It has been a while since the last time we posted our global GDP weighted yield curve. While it has been months it might as well have been a day as nothing has really changed. After being inverted for all of 2007 and most of 2008 the yield curve flipped and became extremely positive as central banks worldwide lowered short term rates. You can see this very clearly in the chart below of the G-10 nations short and long term rates. In spite of Australia raising theirs, short term interest rates remain extremely low everywhere else.
G-10 Short and Long Term Interest Rates
Another way to look at interest rates and in fact the title of this post is by using the global GDP weighted yield curve. In the chart below you can see the global yield curve. While it has fluctuated it has essentially gone nowhere for the last eight months.
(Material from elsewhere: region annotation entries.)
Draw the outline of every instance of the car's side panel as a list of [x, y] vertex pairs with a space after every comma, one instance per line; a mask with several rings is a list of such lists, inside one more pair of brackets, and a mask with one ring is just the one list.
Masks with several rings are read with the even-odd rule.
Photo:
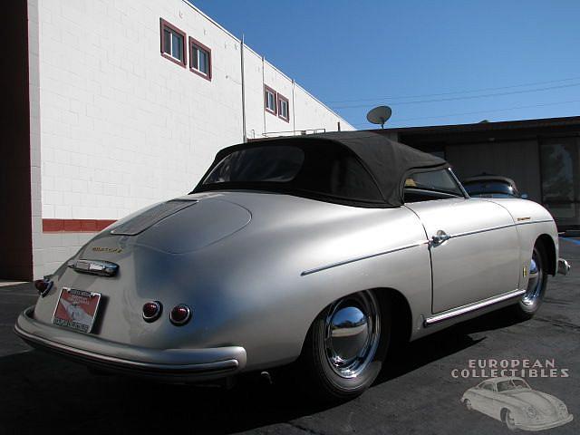
[[479, 199], [439, 199], [407, 204], [428, 237], [450, 238], [431, 246], [432, 313], [440, 313], [517, 288], [517, 231], [504, 208]]
[[[155, 227], [136, 237], [103, 232], [79, 256], [117, 263], [117, 276], [82, 275], [66, 267], [54, 276], [55, 288], [68, 285], [103, 295], [106, 304], [95, 328], [100, 338], [152, 349], [241, 346], [246, 370], [252, 370], [297, 358], [313, 320], [343, 295], [395, 288], [409, 301], [418, 324], [430, 309], [425, 232], [405, 208], [360, 208], [266, 193], [198, 198], [200, 203], [243, 205], [252, 218], [225, 238], [195, 243], [202, 247], [191, 252], [174, 249], [167, 239], [156, 244], [147, 236]], [[178, 222], [189, 239], [198, 233], [205, 240], [204, 228], [183, 216], [156, 225], [169, 227]], [[172, 231], [178, 237], [178, 228]], [[179, 238], [175, 243], [182, 245]], [[52, 292], [39, 301], [37, 321], [50, 324], [57, 297]], [[141, 318], [141, 307], [150, 300], [160, 301], [166, 310], [151, 324]], [[193, 314], [187, 325], [176, 327], [166, 314], [180, 303], [189, 304]], [[78, 336], [75, 345], [92, 345]]]
[[[549, 212], [539, 204], [517, 198], [481, 199], [494, 202], [506, 208], [512, 216], [519, 238], [520, 263], [523, 266], [529, 266], [534, 244], [542, 235], [547, 235], [554, 244], [555, 263], [551, 265], [557, 270], [558, 259], [558, 233], [556, 223]], [[523, 274], [519, 277], [519, 288], [527, 286], [527, 276]]]

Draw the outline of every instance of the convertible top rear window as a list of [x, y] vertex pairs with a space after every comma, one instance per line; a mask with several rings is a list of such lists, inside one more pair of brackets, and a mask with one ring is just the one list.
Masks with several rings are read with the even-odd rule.
[[357, 207], [399, 207], [405, 177], [448, 167], [382, 134], [333, 131], [225, 148], [192, 193], [276, 191]]
[[357, 156], [332, 142], [313, 146], [255, 145], [224, 157], [203, 190], [253, 188], [352, 201], [381, 202], [381, 192]]
[[288, 182], [296, 176], [304, 153], [296, 147], [256, 147], [226, 156], [203, 184], [243, 182]]

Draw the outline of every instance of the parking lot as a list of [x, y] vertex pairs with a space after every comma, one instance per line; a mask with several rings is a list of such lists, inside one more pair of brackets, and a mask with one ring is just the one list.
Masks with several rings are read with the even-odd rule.
[[510, 433], [459, 401], [482, 380], [472, 366], [478, 374], [490, 360], [550, 362], [556, 376], [537, 370], [526, 380], [575, 414], [549, 432], [579, 433], [580, 240], [562, 238], [560, 250], [572, 272], [550, 279], [533, 320], [517, 323], [503, 311], [414, 342], [365, 394], [336, 407], [313, 404], [276, 378], [273, 385], [246, 379], [225, 391], [92, 375], [20, 342], [12, 327], [35, 291], [30, 284], [0, 286], [0, 433]]

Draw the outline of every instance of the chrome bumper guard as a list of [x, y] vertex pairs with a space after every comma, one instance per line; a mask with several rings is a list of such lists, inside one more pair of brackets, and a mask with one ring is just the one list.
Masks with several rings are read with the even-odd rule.
[[[48, 338], [51, 330], [56, 327], [35, 321], [34, 307], [29, 307], [18, 316], [14, 333], [31, 346], [65, 355], [85, 365], [97, 367], [106, 372], [122, 372], [130, 375], [156, 377], [169, 382], [197, 382], [225, 378], [235, 374], [246, 365], [246, 350], [239, 346], [212, 349], [168, 349], [158, 350], [122, 345], [84, 334], [87, 348], [71, 346], [61, 341]], [[78, 343], [79, 334], [57, 328], [58, 338], [69, 336]], [[110, 344], [112, 356], [91, 350], [91, 345]], [[137, 358], [132, 359], [134, 354]]]
[[568, 275], [570, 272], [570, 265], [564, 258], [558, 258], [558, 274]]

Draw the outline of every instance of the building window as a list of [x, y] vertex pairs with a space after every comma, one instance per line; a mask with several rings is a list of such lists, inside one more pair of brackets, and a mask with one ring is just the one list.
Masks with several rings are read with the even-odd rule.
[[280, 93], [278, 96], [278, 117], [282, 118], [286, 122], [290, 121], [290, 103], [288, 99]]
[[268, 86], [264, 86], [264, 108], [273, 115], [276, 114], [276, 91]]
[[161, 55], [185, 67], [185, 32], [161, 18]]
[[211, 49], [189, 37], [189, 69], [204, 79], [211, 80]]

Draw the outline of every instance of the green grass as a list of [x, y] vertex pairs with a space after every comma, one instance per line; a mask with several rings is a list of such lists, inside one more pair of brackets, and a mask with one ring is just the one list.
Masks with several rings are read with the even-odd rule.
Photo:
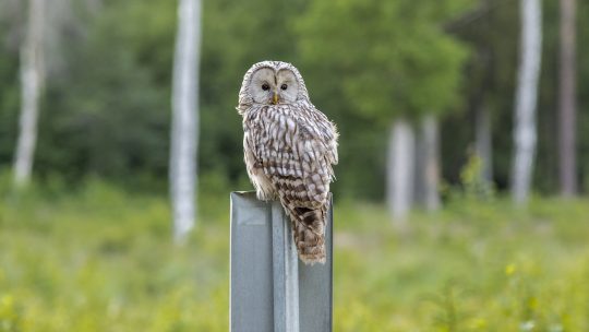
[[[0, 331], [228, 331], [228, 195], [178, 248], [165, 197], [57, 187], [0, 192]], [[588, 203], [336, 200], [335, 331], [589, 331]]]

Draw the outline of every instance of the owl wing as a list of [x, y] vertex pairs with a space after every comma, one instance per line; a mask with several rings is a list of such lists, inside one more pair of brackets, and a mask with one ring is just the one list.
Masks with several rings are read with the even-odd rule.
[[325, 204], [337, 163], [337, 132], [323, 114], [294, 106], [262, 110], [251, 138], [256, 164], [291, 208]]

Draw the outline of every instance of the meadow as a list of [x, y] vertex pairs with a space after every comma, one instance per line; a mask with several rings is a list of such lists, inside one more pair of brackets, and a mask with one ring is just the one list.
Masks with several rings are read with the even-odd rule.
[[[164, 194], [65, 188], [0, 191], [0, 331], [228, 331], [228, 194], [177, 247]], [[335, 202], [335, 331], [589, 331], [587, 199]]]

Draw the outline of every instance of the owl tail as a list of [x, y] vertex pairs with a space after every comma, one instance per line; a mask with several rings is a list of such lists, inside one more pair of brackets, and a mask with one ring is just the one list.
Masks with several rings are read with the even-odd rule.
[[314, 210], [285, 206], [292, 223], [292, 236], [299, 258], [305, 264], [325, 263], [326, 206]]

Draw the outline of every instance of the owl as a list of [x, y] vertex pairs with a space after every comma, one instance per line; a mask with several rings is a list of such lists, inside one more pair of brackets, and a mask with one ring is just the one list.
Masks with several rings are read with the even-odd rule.
[[248, 70], [237, 110], [243, 117], [245, 168], [257, 198], [280, 201], [304, 263], [325, 263], [332, 165], [337, 164], [335, 124], [311, 104], [297, 68], [280, 61]]

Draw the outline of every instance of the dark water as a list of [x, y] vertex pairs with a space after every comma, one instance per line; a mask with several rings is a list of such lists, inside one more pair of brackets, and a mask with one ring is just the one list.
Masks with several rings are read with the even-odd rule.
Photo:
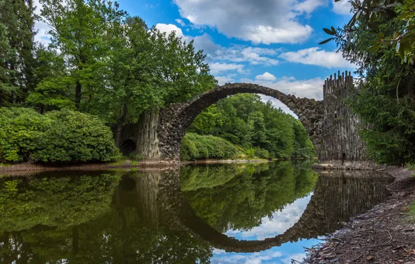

Global GDP Weighted Yield Curve
So whats The Macro Traders outlook? We think that things will remain more or less the same for most if not all of 2010. On the deflationary side banks have not started to lend, real estate is not going up anytime soon, debt deleveraging is in overdrive, unemployment is as bad as ever, etc. On the inflation side commodities are up, stocks are up, and bonds are up. At best we would call this a standstill. So while we could envision long term rates going higher on credit risk, yes we think that sovereign debt is full of credit risk, we think that short term rates will remain low for most if not all of 2010.